Yes and no. The local cardiologists and I have agreed on diseases that we are able to cure. But ultimately it is our colleagues in Maputo who decide who is going to receive an operation. The candidates are mostly children who would be cured after the procedure and would be able to live a normal life. Our success rate in these cases can be very high. More complex cases that would additionally require long-term medical care are out of the question. Unfortunately, we can't do everything.

What happens to the children who are not selected?

Their life expectancy remains diminished. Sometimes they die soon after.

That is awful.

It is indeed a tragic that we can't come to the aid of all those children who are inflicted with heart problems. On the other hand, during our assignments we save between 20 and 30 children who otherwise would have been condemned to death within a few years.

It still seems harsh, especially since here all who need help receive it.

Many things are possible in Switzerland. Only in very rare cases are we as heart surgeons left powerless. In my 15 years at Zurich Children's Hospital, I have only encountered two cases of inoperable heart tumours.

During your assignments, do you ever get the impression that your work is just a drop in the ocean?

I'd be lying if I didn't. On the other hand, more and more people are surviving in those countries where we operate thanks to our help. Little by little, a drop becomes a small stream, and eventually maybe even a river. Parallel to this, we have strengthened medicine and created jobs there, and built up a small but effective heart centre. The most important thing we can give to countries like Mozambique and Cambodia is our knowledge, so that the people living there can catch up with the rest of the world. This needs to happen not only in medicine, but in many other areas as possible as well.

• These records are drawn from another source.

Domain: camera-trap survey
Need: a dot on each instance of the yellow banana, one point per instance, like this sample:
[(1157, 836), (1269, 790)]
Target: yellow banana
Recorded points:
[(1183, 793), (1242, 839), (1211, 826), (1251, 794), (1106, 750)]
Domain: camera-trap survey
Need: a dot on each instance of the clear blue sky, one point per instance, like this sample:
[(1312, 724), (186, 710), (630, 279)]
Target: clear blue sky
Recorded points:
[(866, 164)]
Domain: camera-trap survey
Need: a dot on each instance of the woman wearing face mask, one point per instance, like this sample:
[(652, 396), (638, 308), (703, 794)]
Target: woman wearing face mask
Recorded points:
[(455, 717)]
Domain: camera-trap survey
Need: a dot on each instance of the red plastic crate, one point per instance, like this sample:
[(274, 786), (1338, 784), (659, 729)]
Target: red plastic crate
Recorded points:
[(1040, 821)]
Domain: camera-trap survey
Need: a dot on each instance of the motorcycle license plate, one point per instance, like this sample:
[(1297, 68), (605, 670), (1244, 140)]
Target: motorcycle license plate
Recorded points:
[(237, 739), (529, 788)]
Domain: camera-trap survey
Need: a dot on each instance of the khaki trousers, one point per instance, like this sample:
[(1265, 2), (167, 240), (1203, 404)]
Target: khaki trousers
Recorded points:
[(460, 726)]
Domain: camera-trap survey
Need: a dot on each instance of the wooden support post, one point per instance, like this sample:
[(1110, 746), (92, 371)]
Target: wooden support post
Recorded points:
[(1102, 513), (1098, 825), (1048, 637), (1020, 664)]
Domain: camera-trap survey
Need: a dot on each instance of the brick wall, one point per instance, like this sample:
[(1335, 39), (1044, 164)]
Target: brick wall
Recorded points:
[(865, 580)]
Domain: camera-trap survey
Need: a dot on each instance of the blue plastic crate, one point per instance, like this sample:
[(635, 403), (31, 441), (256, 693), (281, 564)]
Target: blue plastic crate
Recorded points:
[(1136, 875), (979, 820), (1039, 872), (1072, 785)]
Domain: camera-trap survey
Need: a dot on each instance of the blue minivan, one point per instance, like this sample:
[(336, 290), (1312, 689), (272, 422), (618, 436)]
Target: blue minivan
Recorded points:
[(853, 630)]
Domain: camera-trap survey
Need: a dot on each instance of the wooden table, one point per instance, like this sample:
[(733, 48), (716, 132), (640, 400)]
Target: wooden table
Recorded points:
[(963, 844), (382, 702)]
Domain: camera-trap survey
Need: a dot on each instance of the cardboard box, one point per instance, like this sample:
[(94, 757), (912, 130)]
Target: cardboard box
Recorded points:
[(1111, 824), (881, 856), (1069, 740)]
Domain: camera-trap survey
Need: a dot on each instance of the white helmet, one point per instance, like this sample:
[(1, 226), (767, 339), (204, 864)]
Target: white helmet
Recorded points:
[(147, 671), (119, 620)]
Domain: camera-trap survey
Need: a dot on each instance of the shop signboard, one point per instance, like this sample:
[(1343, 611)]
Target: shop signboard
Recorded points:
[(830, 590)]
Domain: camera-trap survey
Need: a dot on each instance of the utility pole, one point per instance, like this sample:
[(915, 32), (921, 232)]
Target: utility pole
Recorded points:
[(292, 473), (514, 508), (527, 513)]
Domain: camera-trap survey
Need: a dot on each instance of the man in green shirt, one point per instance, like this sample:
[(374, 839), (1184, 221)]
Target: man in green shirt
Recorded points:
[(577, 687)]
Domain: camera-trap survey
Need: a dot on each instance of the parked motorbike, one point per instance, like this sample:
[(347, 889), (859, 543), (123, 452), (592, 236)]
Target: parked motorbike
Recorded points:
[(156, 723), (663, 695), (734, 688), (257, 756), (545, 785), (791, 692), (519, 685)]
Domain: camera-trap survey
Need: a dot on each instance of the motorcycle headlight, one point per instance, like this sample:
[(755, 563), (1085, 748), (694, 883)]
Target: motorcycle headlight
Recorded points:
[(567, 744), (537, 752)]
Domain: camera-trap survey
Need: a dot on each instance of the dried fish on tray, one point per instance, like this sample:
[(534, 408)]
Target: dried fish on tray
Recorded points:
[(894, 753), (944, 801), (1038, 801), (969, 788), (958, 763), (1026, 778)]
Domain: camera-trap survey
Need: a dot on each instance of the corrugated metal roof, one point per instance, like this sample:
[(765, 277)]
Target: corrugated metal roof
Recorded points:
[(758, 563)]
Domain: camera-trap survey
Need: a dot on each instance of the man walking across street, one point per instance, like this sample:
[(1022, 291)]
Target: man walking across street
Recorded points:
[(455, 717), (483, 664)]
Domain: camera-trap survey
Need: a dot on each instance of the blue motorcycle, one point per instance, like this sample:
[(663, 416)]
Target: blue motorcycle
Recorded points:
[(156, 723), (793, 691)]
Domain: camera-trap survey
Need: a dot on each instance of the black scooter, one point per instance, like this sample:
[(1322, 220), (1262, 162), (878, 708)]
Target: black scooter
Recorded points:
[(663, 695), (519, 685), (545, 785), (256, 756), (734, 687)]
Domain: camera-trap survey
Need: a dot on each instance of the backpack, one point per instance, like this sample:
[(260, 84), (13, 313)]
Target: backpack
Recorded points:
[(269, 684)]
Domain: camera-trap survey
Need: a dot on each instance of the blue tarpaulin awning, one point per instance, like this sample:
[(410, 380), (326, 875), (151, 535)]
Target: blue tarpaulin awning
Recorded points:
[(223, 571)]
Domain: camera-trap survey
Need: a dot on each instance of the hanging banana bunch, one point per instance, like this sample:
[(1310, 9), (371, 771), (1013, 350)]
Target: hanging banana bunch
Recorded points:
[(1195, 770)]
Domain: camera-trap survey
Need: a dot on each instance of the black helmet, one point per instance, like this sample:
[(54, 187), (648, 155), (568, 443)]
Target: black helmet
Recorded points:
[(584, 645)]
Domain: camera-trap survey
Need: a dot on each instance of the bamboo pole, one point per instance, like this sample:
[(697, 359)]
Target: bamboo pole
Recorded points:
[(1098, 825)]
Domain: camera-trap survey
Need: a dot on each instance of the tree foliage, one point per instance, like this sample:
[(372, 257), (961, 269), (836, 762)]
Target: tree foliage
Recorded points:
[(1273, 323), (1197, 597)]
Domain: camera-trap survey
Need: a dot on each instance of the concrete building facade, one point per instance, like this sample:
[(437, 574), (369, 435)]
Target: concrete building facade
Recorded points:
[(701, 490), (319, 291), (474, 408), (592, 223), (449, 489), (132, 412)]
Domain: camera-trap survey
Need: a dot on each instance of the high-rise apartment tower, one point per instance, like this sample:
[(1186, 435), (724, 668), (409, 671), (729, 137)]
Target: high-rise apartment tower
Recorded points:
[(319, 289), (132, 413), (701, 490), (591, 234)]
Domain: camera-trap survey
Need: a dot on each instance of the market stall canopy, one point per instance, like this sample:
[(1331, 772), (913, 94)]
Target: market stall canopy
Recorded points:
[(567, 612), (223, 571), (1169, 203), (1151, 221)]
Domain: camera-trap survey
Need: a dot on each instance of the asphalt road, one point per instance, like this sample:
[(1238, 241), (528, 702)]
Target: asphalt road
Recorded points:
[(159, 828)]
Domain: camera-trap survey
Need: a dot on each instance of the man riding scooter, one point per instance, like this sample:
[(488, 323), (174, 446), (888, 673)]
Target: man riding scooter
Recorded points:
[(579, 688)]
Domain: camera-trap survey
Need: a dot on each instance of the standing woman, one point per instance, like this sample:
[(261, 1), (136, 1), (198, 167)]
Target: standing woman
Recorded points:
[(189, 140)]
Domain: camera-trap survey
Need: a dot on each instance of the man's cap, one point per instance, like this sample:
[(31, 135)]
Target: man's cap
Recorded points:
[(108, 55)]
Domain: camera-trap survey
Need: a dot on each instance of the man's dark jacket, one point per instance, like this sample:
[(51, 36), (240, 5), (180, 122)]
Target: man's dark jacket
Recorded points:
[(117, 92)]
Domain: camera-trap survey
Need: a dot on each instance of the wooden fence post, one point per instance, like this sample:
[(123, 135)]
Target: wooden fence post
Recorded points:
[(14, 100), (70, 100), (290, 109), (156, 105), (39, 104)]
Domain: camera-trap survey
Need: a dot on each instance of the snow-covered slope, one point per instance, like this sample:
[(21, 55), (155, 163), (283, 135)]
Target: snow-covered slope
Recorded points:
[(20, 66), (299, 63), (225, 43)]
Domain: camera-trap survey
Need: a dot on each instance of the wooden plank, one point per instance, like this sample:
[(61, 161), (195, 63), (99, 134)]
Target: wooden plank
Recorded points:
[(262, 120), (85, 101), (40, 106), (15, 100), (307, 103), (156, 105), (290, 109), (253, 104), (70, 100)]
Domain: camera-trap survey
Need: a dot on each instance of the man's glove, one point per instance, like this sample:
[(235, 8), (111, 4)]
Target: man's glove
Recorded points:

Shouldn't more doctors like you who are from rich countries help out in the same way you are?

That's for everyone to decide for themselves.

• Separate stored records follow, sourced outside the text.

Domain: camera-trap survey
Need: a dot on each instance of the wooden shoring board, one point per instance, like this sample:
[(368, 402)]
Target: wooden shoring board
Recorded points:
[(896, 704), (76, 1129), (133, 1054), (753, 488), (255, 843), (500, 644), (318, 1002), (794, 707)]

What do you bring back with you to Switzerland from these assignments?

Many enriching experiences that come from working with my colleagues there on the ground. When I return, I notice how here the medical industry offers everything to everyone. I don't have a problem with that. We have achieved this though research and hard work; I would even go so far as to say that we have earned it to a certain extent. The only thing that troubles me today is the costs involved. We as doctors have to bear a certain amount of responsibility for this problem due to our inability to establish an efficient network. The time where we can offer everything to everyone will likely soon be over. And then my experiences in Mozambique will probably come in handy and I can give everyone tips (laughs).

How old are the children you help?

In Africa and Asia I help children up to age 18. In Switzerland, I perform 15 to 20 percent of my operations on babies who are less than a week old. Some 70 percent of procedures here take place within a child's first year.

It would seem you need very good hands for that.

Yes, and very good eyes and a very good ability to concentrate.

And how do you relax? At a match of your favourite club, Sochaux, which you have supported since you were a kid?

That would be anything but relaxing, believe me. Sochaux has taken a bit of a dive in recent years. That's a shame, because Sochaux is the football club of Peugeot, and spectators and fans are mostly employees who are extremely loyal to the club. Sochaux's fortunes always seem to mimic those of Peugeot itself: if the plant is doing badly, this is reflected in the scoresheet.

You used to want to be a professional soccer player, didn't you?

That was the dream, and then suddenly reality set it (laughs). I was a good player, with lots of energy and smarts on the field Technique was my strength. But whether I really had the stuff to become a pro, I doubt it.

At least as a surgeon you need just as steady nerves as a professional player.

Technique plays a decisive role as well, and you have to be able to perform at the right moment. Emotion has no place in either career. When you need to take a penalty, you can't lose your nerve. The same is true of a heart operation.